Efforts to help physicians practice at their level are equally important. Automation of protocols, software to propagate measurements from ultrasound examinations straight to reports, and motivated staff to help relay and close the loop on incidental findings are all examples of such efforts. It’s a constant work-in-progress that requires a unified team with open and honest communication between all team members.

Sherry Wang, MD
Mayo Clinic, Rochester

I am an abdominal radiologist in the abdominal and ultrasound divisions at Mayo Clinic Rochester. Being a radiologist, I have found much of my source of unwellness and burnout tend to be psychological, rather than physical. There is a lot of mental burden, and it is no surprise that radiology is the most mentally demanding physician specialty with increasing workload contributing to burnout.

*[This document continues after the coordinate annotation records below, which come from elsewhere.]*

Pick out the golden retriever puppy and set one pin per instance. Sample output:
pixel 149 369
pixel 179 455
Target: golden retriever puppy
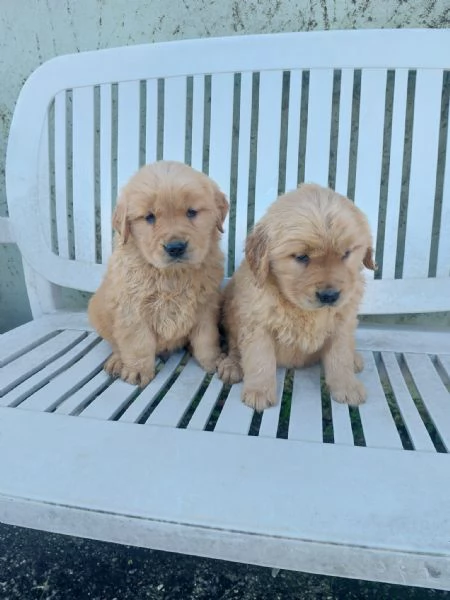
pixel 161 290
pixel 294 299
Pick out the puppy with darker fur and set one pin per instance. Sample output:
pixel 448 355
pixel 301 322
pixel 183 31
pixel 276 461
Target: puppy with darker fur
pixel 162 287
pixel 294 300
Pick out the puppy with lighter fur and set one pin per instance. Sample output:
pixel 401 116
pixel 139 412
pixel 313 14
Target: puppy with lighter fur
pixel 162 287
pixel 294 300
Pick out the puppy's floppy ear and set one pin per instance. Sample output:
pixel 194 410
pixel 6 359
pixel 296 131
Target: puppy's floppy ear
pixel 120 219
pixel 368 260
pixel 257 254
pixel 222 208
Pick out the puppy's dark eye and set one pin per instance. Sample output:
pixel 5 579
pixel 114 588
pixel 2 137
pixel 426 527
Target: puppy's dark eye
pixel 303 258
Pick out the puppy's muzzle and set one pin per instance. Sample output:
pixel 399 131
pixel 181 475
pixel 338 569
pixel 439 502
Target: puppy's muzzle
pixel 328 296
pixel 175 248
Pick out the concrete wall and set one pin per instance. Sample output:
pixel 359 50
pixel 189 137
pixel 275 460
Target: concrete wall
pixel 32 31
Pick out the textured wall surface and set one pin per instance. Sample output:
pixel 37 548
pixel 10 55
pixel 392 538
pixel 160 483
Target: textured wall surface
pixel 32 31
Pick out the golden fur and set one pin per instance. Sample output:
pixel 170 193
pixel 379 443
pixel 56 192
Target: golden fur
pixel 150 302
pixel 310 241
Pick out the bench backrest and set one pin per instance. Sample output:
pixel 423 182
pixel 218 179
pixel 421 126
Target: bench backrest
pixel 365 112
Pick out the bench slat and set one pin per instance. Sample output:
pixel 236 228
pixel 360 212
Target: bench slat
pixel 376 418
pixel 106 199
pixel 179 397
pixel 108 403
pixel 235 417
pixel 222 89
pixel 143 402
pixel 370 144
pixel 77 400
pixel 243 166
pixel 198 120
pixel 427 111
pixel 83 174
pixel 414 424
pixel 31 384
pixel 61 174
pixel 127 131
pixel 306 408
pixel 174 118
pixel 444 362
pixel 443 259
pixel 434 394
pixel 395 174
pixel 271 417
pixel 151 120
pixel 344 132
pixel 268 144
pixel 342 426
pixel 67 382
pixel 293 129
pixel 37 358
pixel 204 410
pixel 317 156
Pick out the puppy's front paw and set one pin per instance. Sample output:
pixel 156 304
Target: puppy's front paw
pixel 358 362
pixel 114 365
pixel 259 399
pixel 352 393
pixel 140 376
pixel 229 370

Music is something I have always enjoyed, and I’ve curated a “Wellness Playlist”—songs for those mentally tougher days in the reading room. Music has been found to improve mood and decrease anxiety and cortisol levels, even improving depression. Physiologically, music can decrease blood pressure, heart rate, and respiratory rate. In particular, listening to peaceful and low tempo music has been found to decrease heart rate.

There are times in the reading room where I find it useful to have relaxing music to help decrease anxiety and irritation, as well as calm down. However, there are days where I want and need to get pumped up to help tackle a rougher day, just like getting pumped up at the gym for a workout. In fact, motivational music has been shown to combat cognitive and physical performance decline caused by exercise fatigue in sports. Another factor shown to combat cognitive and physical decline is a 30-minute nap. This also showcases the importance and power of sleep, which we are all very aware of in mitigating burnout and unwellness. Since we are on the topic of sleep, listening to relaxing music has been found to be as effective as diazepam in reducing anxiety, and thus beneficial for aiding sleep. Music can lower our blood pressure, heart rate, and respiratory rate to help us fall asleep and achieve quality sleep, further boosting our wellness.